Os cabelos loiros e cacheados, os lábios tão vivos, os olhos castanhos, o jeito meigo e doce que vestia uma túnica verde, que ofuscava todas as pessoas, todos os detalhes, que reduzia o enorme salão a nada. Os olhos de Louis falavam! Os olhos de Louis disseram “Olá!”, e, embora sua feição parecesse fria, foi um cumprimento tão quente. Conversaram, riram, aquietaram-se, e retornaram a conversar, o baile inteiro. Quando se deitou para dormir, o rapaz suspirou um nome. Iza não miou. Depois daquela noite, Louis passou a se encontrar com Belinda pelas tardes, no centro da cidade. Conversaram, riram aquietaram-se e retornaram a conversar, durante todas elas. As folhas começaram a cair.

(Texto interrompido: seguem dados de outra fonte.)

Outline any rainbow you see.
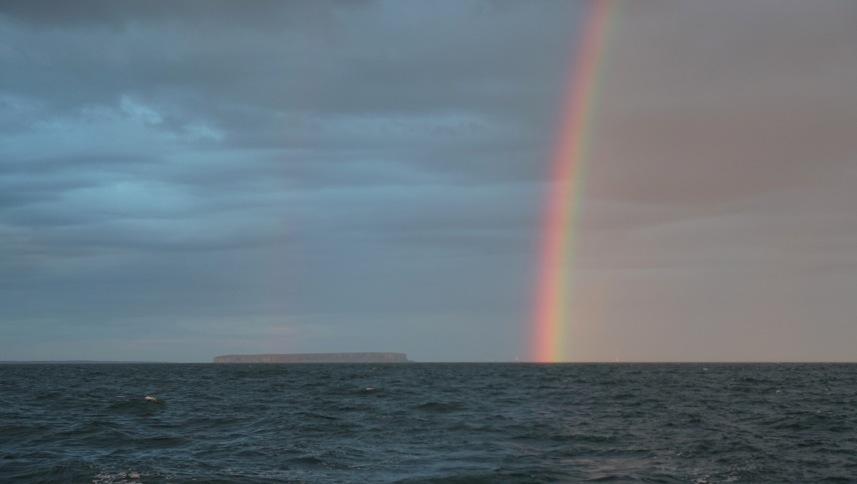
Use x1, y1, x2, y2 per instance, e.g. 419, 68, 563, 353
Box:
530, 0, 615, 362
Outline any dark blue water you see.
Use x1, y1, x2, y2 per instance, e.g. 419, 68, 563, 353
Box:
0, 364, 857, 483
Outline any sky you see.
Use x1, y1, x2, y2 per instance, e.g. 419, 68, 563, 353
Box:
0, 0, 857, 361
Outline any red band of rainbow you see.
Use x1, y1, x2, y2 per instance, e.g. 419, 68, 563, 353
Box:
530, 0, 615, 362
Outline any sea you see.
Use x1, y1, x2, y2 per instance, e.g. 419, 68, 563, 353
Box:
0, 363, 857, 483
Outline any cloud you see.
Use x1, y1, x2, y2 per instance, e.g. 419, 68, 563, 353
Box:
0, 0, 857, 360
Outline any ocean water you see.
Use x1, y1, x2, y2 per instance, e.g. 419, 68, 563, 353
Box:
0, 364, 857, 483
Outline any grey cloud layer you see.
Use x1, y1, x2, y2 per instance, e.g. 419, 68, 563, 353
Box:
0, 1, 857, 360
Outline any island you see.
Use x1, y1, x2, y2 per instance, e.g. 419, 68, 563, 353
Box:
214, 353, 409, 363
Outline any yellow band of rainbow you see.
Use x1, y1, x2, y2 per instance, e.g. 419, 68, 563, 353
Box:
530, 0, 615, 362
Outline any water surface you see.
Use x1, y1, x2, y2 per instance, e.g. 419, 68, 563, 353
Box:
0, 364, 857, 483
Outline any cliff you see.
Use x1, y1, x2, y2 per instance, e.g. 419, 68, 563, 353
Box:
214, 353, 408, 363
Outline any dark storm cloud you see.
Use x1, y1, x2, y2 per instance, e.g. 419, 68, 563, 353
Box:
0, 0, 857, 360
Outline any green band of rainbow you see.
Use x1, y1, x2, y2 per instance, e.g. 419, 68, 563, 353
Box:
530, 0, 615, 362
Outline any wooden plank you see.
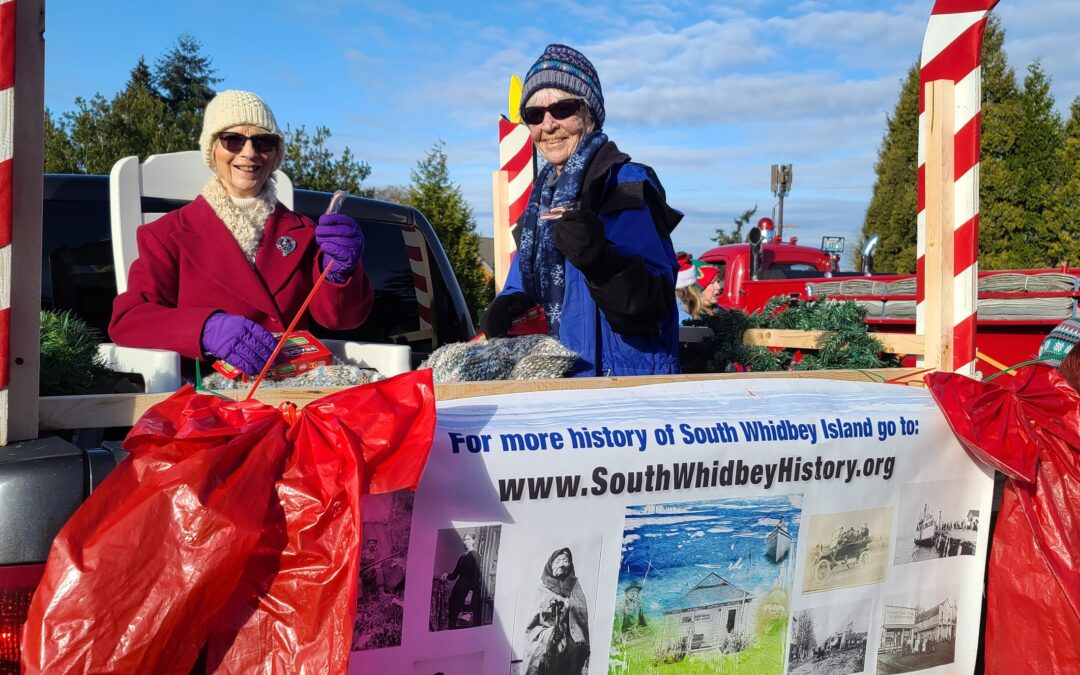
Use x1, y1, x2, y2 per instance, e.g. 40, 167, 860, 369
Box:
2, 0, 45, 444
923, 80, 955, 370
743, 328, 923, 354
38, 368, 924, 431
491, 171, 514, 293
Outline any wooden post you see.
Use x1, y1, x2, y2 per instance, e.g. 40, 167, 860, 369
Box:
491, 171, 514, 293
923, 80, 956, 370
0, 0, 45, 445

Belinda pintava quadros, pintava muito bem, e seu modo delicado de ensinar o rapaz deixava-o com mais vontade de aprender. Louis trancava-se em seu quarto com suas telas e tintas e pintava gata, moça e outono. Começou a pintar tão bem que já não tinha tanto receio em mostrar seus quadros à moça. As folhas caiam. Algo fazia Louis distribuir sorrisos pelos lugares que passava.

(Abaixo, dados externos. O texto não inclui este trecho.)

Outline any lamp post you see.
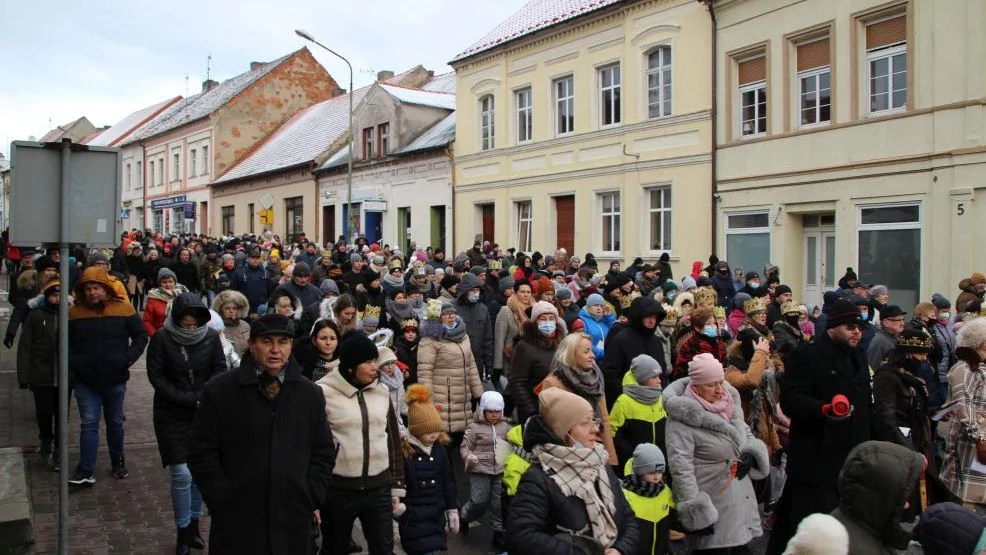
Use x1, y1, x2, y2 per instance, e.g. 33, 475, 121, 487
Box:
294, 29, 356, 242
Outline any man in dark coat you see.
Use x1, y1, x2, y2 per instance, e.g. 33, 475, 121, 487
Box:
767, 299, 884, 555
600, 297, 670, 408
456, 272, 493, 380
188, 314, 335, 555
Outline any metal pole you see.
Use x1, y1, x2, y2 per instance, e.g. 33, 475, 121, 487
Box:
57, 139, 72, 555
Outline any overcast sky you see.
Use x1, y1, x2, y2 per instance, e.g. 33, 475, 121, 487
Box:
0, 0, 527, 155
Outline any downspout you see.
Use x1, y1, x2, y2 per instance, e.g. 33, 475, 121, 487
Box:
699, 0, 719, 254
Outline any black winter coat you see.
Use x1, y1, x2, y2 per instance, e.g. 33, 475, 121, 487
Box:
780, 334, 877, 489
506, 416, 640, 555
188, 357, 335, 555
147, 310, 226, 466
397, 443, 459, 553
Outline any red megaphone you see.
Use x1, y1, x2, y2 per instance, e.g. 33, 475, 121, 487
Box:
832, 393, 852, 416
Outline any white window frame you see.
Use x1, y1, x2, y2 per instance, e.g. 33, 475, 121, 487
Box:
866, 42, 911, 116
644, 44, 674, 119
596, 191, 623, 253
796, 66, 832, 129
514, 87, 534, 144
514, 199, 534, 252
596, 62, 623, 128
738, 81, 770, 139
479, 93, 496, 150
551, 75, 575, 137
643, 187, 674, 256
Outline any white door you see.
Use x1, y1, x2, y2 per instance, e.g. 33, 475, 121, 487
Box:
795, 230, 836, 313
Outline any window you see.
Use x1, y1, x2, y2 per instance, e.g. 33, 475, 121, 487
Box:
363, 127, 373, 160
866, 16, 907, 114
858, 204, 921, 312
726, 212, 770, 270
739, 56, 767, 137
647, 46, 671, 118
515, 200, 533, 252
479, 94, 496, 150
647, 187, 671, 251
599, 64, 620, 125
599, 193, 620, 252
377, 123, 390, 157
554, 75, 575, 135
284, 197, 305, 241
797, 38, 832, 127
221, 206, 235, 236
514, 87, 532, 143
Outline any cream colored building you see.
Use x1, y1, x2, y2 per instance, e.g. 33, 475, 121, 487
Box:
714, 0, 986, 312
451, 0, 713, 278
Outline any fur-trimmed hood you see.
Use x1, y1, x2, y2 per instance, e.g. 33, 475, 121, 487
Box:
212, 289, 250, 320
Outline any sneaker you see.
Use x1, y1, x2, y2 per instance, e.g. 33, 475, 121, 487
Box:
68, 468, 96, 488
112, 462, 130, 480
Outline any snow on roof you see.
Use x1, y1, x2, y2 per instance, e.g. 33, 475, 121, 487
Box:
124, 52, 296, 144
380, 83, 455, 110
452, 0, 623, 62
421, 71, 455, 94
87, 96, 181, 146
216, 86, 370, 183
397, 112, 455, 154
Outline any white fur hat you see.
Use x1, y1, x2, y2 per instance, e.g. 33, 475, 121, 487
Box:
784, 513, 849, 555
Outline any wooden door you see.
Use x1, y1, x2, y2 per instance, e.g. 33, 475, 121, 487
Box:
555, 195, 575, 254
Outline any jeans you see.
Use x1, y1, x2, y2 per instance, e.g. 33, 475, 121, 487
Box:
321, 486, 394, 555
168, 463, 202, 528
462, 474, 503, 532
75, 382, 127, 473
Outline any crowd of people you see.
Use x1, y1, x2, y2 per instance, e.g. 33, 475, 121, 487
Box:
9, 230, 986, 555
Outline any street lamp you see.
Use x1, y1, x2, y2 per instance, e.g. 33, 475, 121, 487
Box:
294, 29, 356, 242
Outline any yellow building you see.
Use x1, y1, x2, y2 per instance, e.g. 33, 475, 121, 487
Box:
450, 0, 713, 278
712, 0, 986, 312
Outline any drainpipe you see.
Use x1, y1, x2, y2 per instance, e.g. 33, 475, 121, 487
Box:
698, 0, 719, 254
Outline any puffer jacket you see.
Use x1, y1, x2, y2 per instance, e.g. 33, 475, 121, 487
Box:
147, 293, 226, 466
506, 416, 640, 555
664, 377, 770, 551
418, 318, 483, 434
832, 441, 924, 555
459, 407, 510, 476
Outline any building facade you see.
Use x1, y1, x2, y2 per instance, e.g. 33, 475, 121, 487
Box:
714, 0, 986, 312
451, 0, 713, 277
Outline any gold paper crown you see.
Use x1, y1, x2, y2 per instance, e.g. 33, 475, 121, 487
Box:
781, 301, 801, 316
743, 298, 767, 316
694, 287, 719, 306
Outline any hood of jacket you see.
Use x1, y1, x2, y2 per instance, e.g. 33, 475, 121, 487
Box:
839, 441, 924, 549
212, 289, 250, 320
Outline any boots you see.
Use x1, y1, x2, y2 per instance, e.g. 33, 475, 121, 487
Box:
188, 518, 205, 549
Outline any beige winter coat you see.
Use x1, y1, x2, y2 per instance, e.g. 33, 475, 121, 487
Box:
418, 319, 483, 433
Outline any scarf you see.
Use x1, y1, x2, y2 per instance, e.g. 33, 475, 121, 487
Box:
534, 443, 619, 548
685, 381, 733, 422
623, 383, 664, 406
507, 295, 532, 329
551, 360, 604, 407
164, 314, 209, 346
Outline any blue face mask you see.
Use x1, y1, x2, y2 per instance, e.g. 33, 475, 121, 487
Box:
538, 320, 558, 335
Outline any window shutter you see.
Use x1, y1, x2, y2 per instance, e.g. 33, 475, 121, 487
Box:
739, 56, 767, 86
798, 39, 829, 71
866, 15, 907, 50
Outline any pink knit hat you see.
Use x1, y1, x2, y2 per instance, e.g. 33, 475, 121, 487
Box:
531, 301, 558, 322
688, 353, 726, 385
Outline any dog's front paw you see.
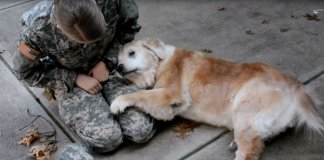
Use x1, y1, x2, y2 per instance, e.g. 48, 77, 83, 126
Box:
110, 96, 130, 114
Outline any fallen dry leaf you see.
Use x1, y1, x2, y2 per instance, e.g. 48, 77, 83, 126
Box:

Em uma tarde, de longe, no centro da cidade, Louis a viu – Novidade! –. Mas nesse dia, os olhos quiseram dizer-lhe algo, porém, como lábios que se calam, fecharam-se. Estava tão graciosa, de graça com outro. Belinda nunca falou que conhecia alguém, nunca disse que estava enamorada com outro, tampouco disse a Louis algo carinhoso. Visível foi o furor que lhe subiu à cabeça... Uma chama que vinha dos pés, que passava pelas pernas trêmulas, ascendia a espinha... Frenesi. Deu meia-volta, e, em passos apressados, voltou para casa. Destruiu todos os quadros que havia pintado de Belinda. Destruiu!, chorou! – e seu choro parecia riso –, pintou!, gata, ódio, inverno. As flores começavam a nascer.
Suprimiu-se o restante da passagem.